Finally we define the model object by combining the basis system with the variable definitions and the coefficient definitions. This step is also mandatory because it not only checks the structure of the objects in the argument list, but it also computes some four-way arrays or tensors that are used repeatedly in an analysis. It also displays the structure of the model so that we make a visual check as well.

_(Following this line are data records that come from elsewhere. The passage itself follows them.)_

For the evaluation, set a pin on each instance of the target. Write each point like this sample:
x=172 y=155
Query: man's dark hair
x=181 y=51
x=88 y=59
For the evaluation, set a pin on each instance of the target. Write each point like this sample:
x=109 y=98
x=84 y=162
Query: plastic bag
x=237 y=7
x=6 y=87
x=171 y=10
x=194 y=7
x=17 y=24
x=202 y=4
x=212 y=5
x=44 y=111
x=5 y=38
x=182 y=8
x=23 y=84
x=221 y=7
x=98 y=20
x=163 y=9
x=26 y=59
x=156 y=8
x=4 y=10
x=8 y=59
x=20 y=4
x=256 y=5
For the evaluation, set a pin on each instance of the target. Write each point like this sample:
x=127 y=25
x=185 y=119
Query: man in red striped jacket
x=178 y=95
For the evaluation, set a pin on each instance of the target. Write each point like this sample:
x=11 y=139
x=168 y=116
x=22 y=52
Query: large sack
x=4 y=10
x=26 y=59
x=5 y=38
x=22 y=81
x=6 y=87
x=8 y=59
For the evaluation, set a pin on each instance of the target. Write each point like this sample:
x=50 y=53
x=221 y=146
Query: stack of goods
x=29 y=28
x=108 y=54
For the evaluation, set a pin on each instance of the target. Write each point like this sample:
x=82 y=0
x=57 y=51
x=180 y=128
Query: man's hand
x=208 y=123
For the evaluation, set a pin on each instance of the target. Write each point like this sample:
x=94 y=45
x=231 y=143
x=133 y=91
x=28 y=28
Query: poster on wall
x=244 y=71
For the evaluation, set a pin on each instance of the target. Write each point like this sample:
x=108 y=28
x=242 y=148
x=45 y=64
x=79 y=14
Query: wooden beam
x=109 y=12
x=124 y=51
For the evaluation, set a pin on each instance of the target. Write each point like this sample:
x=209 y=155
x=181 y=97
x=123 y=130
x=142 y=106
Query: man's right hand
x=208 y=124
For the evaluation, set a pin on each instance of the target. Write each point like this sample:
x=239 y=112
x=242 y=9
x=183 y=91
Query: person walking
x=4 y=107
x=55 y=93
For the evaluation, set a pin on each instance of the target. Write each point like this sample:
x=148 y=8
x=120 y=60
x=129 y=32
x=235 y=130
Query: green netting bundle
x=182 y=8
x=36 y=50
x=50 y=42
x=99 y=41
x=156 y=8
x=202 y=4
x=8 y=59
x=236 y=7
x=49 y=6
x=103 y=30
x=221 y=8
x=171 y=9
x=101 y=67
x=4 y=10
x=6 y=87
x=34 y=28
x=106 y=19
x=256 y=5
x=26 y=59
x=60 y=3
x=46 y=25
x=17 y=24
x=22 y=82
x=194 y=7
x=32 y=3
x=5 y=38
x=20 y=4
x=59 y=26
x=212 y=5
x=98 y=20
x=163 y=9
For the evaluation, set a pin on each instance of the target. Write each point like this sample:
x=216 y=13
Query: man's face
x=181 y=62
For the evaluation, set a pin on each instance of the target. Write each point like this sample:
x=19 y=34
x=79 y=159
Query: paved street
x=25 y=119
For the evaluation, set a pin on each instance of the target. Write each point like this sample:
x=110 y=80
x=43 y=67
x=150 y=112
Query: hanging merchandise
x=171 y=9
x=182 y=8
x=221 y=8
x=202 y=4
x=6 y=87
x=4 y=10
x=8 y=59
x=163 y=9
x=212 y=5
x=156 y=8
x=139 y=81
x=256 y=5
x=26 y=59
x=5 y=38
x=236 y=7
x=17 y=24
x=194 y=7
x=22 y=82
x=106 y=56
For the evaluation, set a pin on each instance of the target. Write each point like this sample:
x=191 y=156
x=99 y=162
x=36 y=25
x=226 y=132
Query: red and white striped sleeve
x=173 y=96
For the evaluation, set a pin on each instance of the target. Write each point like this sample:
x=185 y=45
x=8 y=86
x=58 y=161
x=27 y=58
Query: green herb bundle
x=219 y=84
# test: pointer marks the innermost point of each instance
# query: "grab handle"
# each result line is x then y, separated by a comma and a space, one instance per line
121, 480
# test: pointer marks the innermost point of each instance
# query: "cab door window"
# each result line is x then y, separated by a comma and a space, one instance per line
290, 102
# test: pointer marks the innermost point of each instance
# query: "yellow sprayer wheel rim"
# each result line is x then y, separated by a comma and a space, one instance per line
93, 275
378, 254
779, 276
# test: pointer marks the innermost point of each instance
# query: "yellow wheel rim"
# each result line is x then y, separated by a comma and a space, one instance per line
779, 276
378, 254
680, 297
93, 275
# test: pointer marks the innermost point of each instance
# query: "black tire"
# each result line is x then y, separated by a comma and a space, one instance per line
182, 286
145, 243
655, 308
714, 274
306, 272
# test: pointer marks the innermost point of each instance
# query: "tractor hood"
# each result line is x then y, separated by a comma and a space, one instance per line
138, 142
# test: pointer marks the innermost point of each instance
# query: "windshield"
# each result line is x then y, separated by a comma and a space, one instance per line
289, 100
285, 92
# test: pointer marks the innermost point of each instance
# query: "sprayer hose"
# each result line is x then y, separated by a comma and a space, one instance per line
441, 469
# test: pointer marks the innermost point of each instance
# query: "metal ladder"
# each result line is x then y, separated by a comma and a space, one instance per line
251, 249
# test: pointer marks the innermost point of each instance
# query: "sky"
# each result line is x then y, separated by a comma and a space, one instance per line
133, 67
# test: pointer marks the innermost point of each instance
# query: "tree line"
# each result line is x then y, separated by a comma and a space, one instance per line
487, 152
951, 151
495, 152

checkModelList <- checkModel(TrayBasisList, TrayModelList, summarywrd=TRUE)
TrayModelList  <- checkModelList$model
nparam         <- checkModelList$nparam
print(paste("Number of parameters =",nparam))

We invoke function Data2LD() once to ensure that everything is working. To do this, we must define a value of the smoothing parameter $\rho$ that controls the degree of smoothness in the solution function.

rhoVec <- 0.5
Data2LDList <- Data2LD(TrayDataList, TrayBasisList, TrayModelList, rhoVec)
MSE  <- Data2LDList$MSE    # Mean squared error for fit to data
DMSE <- Data2LDList$DpMSE  #  gradient with respect to parameter values

We can now proceed to the optimizations of data fits for a sequence of values of $\rho$. The following code sets up values that control the optimization, and defines a sequence of $\rho$ values:

dbglev   <-  1    #  debugging level
iterlim  <- 50    #  maximum number of iterations
convrg   <- 1e-6  #  convergence criterion

gammavec <- 0:7
nrho     <- length(gammavec)
rhoMat   <- as.matrix(exp(gammavec)/(1+exp(gammavec)),nrho,1)
dfesave  <- matrix(0,nrho,1)
gcvsave  <- matrix(0,nrho,1)
MSEsave  <- matrix(0,nrho,1)
ISEsave  <- matrix(0,nrho,1)
thesave  <- matrix(0,nrho,nparam)

The value of $\rho$ provided by the argument rho requires special comment, and a more detailed explanation of its meaning can be found in \cite{RamsayHooker17}. the value of $\rho$ may be either a single number greater than or equal to zero and less than one, or a vector of such numbers. The role of these values is to control the relative emphasis on fitting the data versus satisfying the differential equation. For lower values such as 0.5, the data will be closely approximated but the resulting $x(_i)t)$ will not fit satisfy the differential equation particularly well, and the estimates of the parameters in theta.opt will be relatively poor. On the other hand, high values like 0.999 will place strong emphasis on fitting the differential equation and provide good parameter estimate, but at the expense of a poorer fit to the data.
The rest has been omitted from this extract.